Dava, mülkiyet hakkına dayalı ecrimisil isteğine ilişkindir.
Dosya içeriğinden ve toplanan delillerden; ecrimisile konu dükkan ve arsa vasıflı 379 ada 13 ve 18 parsel sayılı taşınmazlar ile arsa vasıflı 19 parsel sayılı taşınmazın 2/4 payı 06.05.2004 tarihinde satışa istinaden davacı, 02.11.1997 tarihinde intikale istinaden 1/4 payı dava dışı ..., 1/4 payı ise ... adına kayıtlı iken, davacının, ..."nun da paylarını satın alarak her üç taşınmazda 19.04.2012 tarihinde 3/4"er pay sahibi olduğu, 13 ve 19 nolu parseller üzerinde yer alan akaryakıt istasyonunun davalı firmanın kullanımında olup mülkiyetten kaynaklı bir hakkının bulunmadığı, davacının aynı taşınmazlarla ilgili davalılar aleyhine açmış olduğu elatmanın önlenmesi ve ecrimisil davasının Eşme Asliye Hukuk Mahkemesinin 24.02.2012 tarihli ve 2011/144 Esas ve 2012/56 sayılı kararı ile kabul edilerek, davalıların çekişme konusu her üç taşınmaza elatmalarının önlenmesine ve 18.09.2010 ile 11.03.2011 tarihleri arası toplam 20.183,18 TL ecrimisil bedelinden taleple bağlı kalınarak talep edilen 18.000,00 TL ecrimisilin davalılardan müştereken ve müteselsilen tahsiline karar verildiği, anılan kararın temyiz edilmeden 23.03.2012 tarihinde kesinleştiği, davalı ..."ın anılan dosya arasına sunduğu 09.05.2012 tarihli dilekçe ile; davacı ile anlaşma yaptıklarını bildirip davacının vekili ile davalıların imzalarının bulunduğu "Anlaşma Protokolüdür" başlıklı tarihsiz adi belgeyi evrak arasına sunduğu anlaşılmaktadır.

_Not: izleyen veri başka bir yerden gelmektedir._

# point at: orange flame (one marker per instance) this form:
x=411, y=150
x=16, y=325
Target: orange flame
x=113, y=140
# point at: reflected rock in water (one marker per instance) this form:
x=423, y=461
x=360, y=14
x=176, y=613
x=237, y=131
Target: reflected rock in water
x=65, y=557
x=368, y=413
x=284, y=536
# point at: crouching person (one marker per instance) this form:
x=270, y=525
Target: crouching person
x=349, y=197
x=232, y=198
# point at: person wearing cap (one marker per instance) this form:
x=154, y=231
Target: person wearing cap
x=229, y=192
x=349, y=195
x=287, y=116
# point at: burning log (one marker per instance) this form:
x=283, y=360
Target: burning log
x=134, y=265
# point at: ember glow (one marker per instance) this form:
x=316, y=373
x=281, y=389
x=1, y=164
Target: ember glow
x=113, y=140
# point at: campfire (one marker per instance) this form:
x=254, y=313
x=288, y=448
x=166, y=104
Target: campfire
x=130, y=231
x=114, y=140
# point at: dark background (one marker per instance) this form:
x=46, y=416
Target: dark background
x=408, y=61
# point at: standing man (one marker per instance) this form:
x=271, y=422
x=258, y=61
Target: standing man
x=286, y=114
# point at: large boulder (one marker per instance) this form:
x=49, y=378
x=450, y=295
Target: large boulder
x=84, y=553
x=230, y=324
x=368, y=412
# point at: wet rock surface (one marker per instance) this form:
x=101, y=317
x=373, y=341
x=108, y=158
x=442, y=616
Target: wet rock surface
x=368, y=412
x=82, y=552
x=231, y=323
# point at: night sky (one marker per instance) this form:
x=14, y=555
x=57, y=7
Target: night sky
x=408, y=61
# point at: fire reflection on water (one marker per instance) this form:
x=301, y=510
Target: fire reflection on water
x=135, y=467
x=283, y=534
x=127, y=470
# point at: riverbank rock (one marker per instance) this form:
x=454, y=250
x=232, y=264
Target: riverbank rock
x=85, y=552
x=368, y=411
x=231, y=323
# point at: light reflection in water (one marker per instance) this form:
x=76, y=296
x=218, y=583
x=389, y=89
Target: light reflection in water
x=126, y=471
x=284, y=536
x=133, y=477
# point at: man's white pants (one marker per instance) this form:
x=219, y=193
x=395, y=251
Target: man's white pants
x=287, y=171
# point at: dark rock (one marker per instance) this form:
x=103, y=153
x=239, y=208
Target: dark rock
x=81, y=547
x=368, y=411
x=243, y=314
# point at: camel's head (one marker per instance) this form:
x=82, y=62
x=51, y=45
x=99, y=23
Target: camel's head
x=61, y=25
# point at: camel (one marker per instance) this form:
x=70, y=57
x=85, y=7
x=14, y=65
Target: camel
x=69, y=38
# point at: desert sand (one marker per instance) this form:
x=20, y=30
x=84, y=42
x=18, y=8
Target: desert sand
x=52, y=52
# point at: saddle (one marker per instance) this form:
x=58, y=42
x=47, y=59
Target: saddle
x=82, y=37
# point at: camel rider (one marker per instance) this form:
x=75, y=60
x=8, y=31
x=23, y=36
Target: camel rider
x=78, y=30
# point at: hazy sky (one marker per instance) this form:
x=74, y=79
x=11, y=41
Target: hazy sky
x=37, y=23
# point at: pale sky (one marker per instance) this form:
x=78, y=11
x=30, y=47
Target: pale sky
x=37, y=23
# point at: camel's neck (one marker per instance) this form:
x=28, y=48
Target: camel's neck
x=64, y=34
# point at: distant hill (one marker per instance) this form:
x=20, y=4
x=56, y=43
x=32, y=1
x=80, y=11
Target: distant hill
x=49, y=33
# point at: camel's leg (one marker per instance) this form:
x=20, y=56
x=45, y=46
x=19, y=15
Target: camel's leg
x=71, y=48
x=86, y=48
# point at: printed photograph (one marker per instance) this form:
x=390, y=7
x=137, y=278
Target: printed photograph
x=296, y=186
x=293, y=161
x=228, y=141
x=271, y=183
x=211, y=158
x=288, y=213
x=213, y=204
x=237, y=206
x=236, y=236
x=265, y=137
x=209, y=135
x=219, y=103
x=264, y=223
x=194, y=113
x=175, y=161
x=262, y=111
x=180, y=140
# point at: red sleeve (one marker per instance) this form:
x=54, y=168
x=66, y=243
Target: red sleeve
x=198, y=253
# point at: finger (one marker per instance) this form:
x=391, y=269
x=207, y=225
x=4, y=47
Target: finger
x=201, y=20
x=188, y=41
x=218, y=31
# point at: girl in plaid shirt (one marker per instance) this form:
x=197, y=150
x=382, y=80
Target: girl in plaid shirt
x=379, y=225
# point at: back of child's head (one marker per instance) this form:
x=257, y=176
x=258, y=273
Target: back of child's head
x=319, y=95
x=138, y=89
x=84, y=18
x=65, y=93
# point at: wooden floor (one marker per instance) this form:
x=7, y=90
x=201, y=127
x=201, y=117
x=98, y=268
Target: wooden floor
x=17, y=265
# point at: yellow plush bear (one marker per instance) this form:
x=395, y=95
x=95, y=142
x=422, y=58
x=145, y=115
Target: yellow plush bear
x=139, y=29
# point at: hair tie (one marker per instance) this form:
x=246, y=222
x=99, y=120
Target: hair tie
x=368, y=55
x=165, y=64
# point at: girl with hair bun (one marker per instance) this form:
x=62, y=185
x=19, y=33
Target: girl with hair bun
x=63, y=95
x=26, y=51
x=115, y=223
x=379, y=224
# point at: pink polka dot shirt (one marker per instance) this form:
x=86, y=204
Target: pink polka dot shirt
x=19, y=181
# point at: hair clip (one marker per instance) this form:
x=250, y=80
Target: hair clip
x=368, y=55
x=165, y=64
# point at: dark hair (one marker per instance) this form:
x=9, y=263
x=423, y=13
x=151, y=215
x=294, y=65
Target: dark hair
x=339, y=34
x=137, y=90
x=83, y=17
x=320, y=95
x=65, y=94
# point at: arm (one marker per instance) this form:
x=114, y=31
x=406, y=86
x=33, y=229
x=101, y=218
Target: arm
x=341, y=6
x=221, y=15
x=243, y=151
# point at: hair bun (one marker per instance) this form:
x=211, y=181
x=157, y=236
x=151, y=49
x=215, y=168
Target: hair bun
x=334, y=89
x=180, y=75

Hemen belirtilmelidir ki, ecrimisil hesabı uzmanlık gerektiren bir husus olup, taşınmazın niteliğine uygun bilirkişi marifetiyle keşif ve inceleme yapılarak ve taleple bağlı kalınarak haksız işgal tazminatı miktarı belirlenmelidir. Alınan bilirkişi raporu, somut bilgi ve belgeye dayanmalı, tarafların ve hakimin denetimine açık olmalı ve değerlendirmenin gerekçelerinin bilimsel verilere ve HMK"nin 266 vd. maddelerine uygun olarak açıklanması gereklidir.

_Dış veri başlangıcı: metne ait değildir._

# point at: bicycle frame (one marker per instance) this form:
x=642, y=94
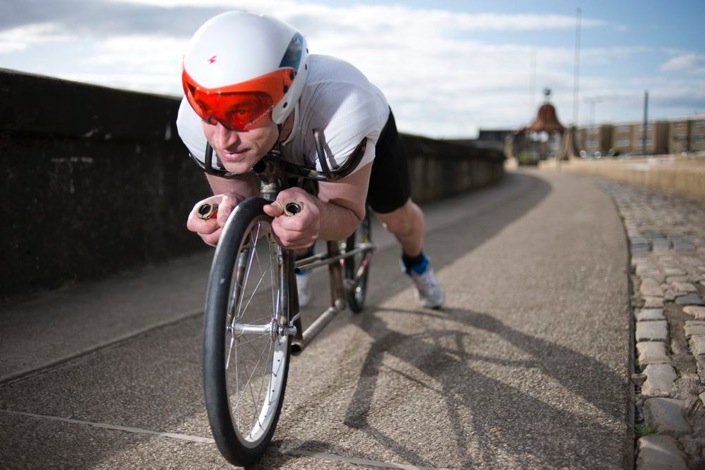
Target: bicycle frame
x=274, y=176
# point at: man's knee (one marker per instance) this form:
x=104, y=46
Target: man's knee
x=401, y=220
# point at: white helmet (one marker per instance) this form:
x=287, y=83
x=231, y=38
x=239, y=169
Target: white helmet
x=240, y=66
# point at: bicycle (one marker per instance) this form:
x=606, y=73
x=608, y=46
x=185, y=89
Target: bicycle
x=252, y=323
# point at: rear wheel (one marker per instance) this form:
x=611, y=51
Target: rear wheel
x=246, y=349
x=357, y=267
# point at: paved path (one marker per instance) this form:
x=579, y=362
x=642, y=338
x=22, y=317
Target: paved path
x=527, y=365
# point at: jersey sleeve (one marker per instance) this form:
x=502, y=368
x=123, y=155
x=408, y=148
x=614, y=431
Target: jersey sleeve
x=359, y=115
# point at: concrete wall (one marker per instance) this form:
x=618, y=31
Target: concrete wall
x=676, y=174
x=96, y=181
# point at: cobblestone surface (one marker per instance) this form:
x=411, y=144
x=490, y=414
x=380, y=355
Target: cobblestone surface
x=667, y=241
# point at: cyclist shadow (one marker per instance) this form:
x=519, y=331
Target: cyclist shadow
x=497, y=419
x=483, y=413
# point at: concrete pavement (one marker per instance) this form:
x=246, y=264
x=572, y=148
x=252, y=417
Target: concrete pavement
x=527, y=366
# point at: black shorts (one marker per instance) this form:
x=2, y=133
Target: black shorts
x=389, y=182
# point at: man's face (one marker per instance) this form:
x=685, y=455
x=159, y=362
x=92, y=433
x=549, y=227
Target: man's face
x=240, y=150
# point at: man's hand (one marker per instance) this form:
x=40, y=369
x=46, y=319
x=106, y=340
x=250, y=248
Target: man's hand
x=210, y=229
x=295, y=230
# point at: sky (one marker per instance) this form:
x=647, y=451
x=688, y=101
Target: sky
x=449, y=68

İlke olarak, kira geliri üzerinden ecrimisil belirlenmesinde, taşınmazın dava konusu ilk dönemde mevcut haliyle serbest şartlarda getirebileceği kira parası, emsal kira sözleşmeleri ile karşılaştırılarak, taşınmazın büyüklüğü, niteliği ve çevre özellikleri de nazara alınarak yöredeki rayiçe göre belirlenir. Sonraki dönemler için ecrimisil değeri ise ilk dönem için belirlenen miktara ÜFE artış oranının tamamının yansıtılması suretiyle bulunacak miktardan az olmamak üzere takdir edilir.
Somut olayda, mahkemece, her ne kadar bozma ilamına uyma kararı verilmiş ise de bozma gereklerinin tam olarak yerine getirilmediği anlaşılmaktadır.
Şöyle ki; Mahkemece, önceki dönem için hükme esas alınan bilirkişi raporu ile mevcut dosya yönünden baz alman bilirkişi raporu arasındaki hem miktar hemde taşınmazın vasfı konularındaki çelişkiler giderilmediği gibi davalı firmanın 13 ve 19 nolu parseller üzerinden yer alan akaryakıt istasyonunda mülkiyetten kaynaklı hiç bir hakkı bulunmamasına rağmen taşınmazların tapu kayıtlarında yer alan (arsa) nitelikleri üzerinden karar verildiği görülmektedir.
O halde, Mahkemece yapılması gereken iş; üç kişilik uzman bilirkişi heyeti marifetiyle mahallinde yeniden keşif yapılarak, akaryakıt istasyonu vasfı ile (yukarıda izah edilen ilkelere uygun ve talep edilen dönemi kapsar şekilde) ecrimisil hesaplamasının yapılması, ondan sonra hasıl olacak sonuca göre dosya kapsamına uygun bir karar verilmesi gerekirken, taşınmazların nitelikleri boş arsa kabul edilerek ( ve bilirkişi raporları arasındaki çelişki de giderilmeksizin) yazılı şekilde hüküm tesis edilmesi isabetli değildir.
SONUÇ: Yukarıda açıklanan nedenlerle davacı vekilinin temyiz itirazları yerinde görüldüğünden kabulüyle, 6100 sayılı HMK"nin Geçici 3. maddesi yollamasıyla HUMK"un 428. maddesi uyarınca BOZULMASINA, taraflarca HUMK"un 440/1 maddesi gereğince Yargıtay Daire ilamının tebliğinden itibaren ilama karşı 15 gün içinde karar düzeltme isteğinde bulunulabileceğine, peşin harcın istek halinde temyiz edene iadesine, 23.02.2021 tarihinde oy birliğiyle karar verildi.